Fig. 3. Analyses of the substrate discrimination mechanism of SLC19 subfamily members.

a Sequence alignment of the three SLC19 family members. The partially conserved residues are indicated with blue boxes and the strictly conserved ones are further filled with orange color. The residues of SLC19A1 that are involved in 5-MTHF binding are indicated. The conserved and non-conserved ones are denoted by black and red arrowheads, respectively. b, c Ribbon presentation of the 5-MTHF binding site in SLC19A2 and SLC19A3. The structures of SLC19A2 and SLC19A3 are predicted by AlphaFold. 5-MTHF is modeled into these structures based on the superposition with our SLC19A1/5-MTHF structure. The cognates of SLC19A2 and SLC19A3 corresponding to the 5-MTHF interaction residues of SLC19A1 are indicated. d Functional verification of the non-conserved residues for SLC19A1 using the [³H]-MTX uptake assay. The results are normalized to the activity of wild-type SLC19A1. All experiments were done in triplicates (n = 3, mean ± SD). ns, non-significant; * P < 0.01; ** P < 0.005; *** P < 0.001 (Student’s t-test).

Fig. 4. Verification of TPP as the favorite coupled substrate of SLC19A1.

a The chemical structure of TPP. The constituent moieties are indicated. b Ribbon diagram of SLC19A1 in complex with TPP. TPP is shown in sticks and its cryo-EM densities are shown in black meshes. c The electrostatic potential of the TPP binding site. d Structural comparison of the TPP- and 5-MTHF-bound SLC19A1. e Ribbon presentation of the TPP-binding site in SLC19A1. The residues involved in the interaction with TPP are shown with side chains. f A schematic summary of the interactions between SLC19A1 and TPP. The distances of the hydrogen bonds are indicated in angstroms. g Conformational change of the side chain of Arg133 between apo and TPP-bound SLC19A1 structures. h Inhibitory effect of different compounds on the [³H]-MTX uptake activity of SLC19A1. All the molecules were tested at a concentration of 200 μM. The results are normalized to the activity of the control experiment in which no inhibitors are added. All experiments were done in triplicates (n = 3, mean ± SD). ns, non-significant; * P < 0.01; ** P < 0.005 (Student’s t-test). i Quantitative measurement of the potency of TPP in inhibiting the [³H]-MTX delivery by SLC19A1. The results are normalized to the MTX transport activity of SLC19A1 in the absence of TPP. All experiments were done in triplicates (n = 3, mean ± SD). IC₅₀ was calculated by fitting to a nonlinear regression model. j Quantification of the fluorescence-detection size-exclusion chromatography (FSEC)-based thermostability assay. The concentrations of molecules are indicated. The thermostability is calculated relative to the control experiment in which SLC19A1 was not incubated with any compounds. All experiments were done in triplicates (n = 3, mean ± SD). ns, non-significant; * P < 0.01 (Student’s t-test). k MST analysis to examine the affinity of SLC19A1 for TPP. All experiments were done in multiple replicates (n = 6–10, mean ± SD).

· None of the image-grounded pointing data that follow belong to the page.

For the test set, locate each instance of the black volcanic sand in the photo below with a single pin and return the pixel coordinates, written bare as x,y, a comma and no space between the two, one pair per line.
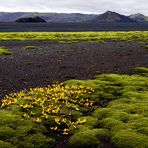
59,62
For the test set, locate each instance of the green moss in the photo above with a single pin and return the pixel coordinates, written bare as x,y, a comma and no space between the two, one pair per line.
4,51
141,70
109,123
143,130
87,139
6,145
76,36
33,140
91,121
102,113
22,133
30,47
6,132
129,139
146,47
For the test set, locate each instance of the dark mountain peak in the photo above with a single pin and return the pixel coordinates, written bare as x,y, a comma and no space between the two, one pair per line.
139,17
31,19
110,16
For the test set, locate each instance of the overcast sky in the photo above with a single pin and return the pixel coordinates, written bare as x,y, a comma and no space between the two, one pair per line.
81,6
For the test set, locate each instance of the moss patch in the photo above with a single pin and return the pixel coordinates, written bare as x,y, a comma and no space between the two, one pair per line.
4,51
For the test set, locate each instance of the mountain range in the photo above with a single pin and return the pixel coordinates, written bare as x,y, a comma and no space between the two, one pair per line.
108,16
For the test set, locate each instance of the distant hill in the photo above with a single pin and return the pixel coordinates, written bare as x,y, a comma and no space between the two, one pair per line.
48,17
110,16
139,17
31,19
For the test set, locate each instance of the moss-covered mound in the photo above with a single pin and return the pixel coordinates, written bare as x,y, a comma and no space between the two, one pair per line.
109,111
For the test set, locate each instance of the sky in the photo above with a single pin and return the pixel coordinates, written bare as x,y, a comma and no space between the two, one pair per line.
75,6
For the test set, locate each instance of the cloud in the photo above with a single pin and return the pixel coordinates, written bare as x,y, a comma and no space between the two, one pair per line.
82,6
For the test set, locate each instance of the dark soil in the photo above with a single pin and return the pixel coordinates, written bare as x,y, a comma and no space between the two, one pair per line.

Fig. 5. Model of the substrate transport cycle of SLC19A1.

SLC19A1 utilizes the alternating access mechanism to reverse transport two substrates. Under physiological conditions, 5-MTHF and TPP are likely the favorite extracellular and intracellular substrates of SLC19A1, respectively. They compete for the same binding site within the central cavity of SLC19A1. The four key residues (Glu123, Arg133, Tyr281, and Arg373) for substrate recognition are indicated.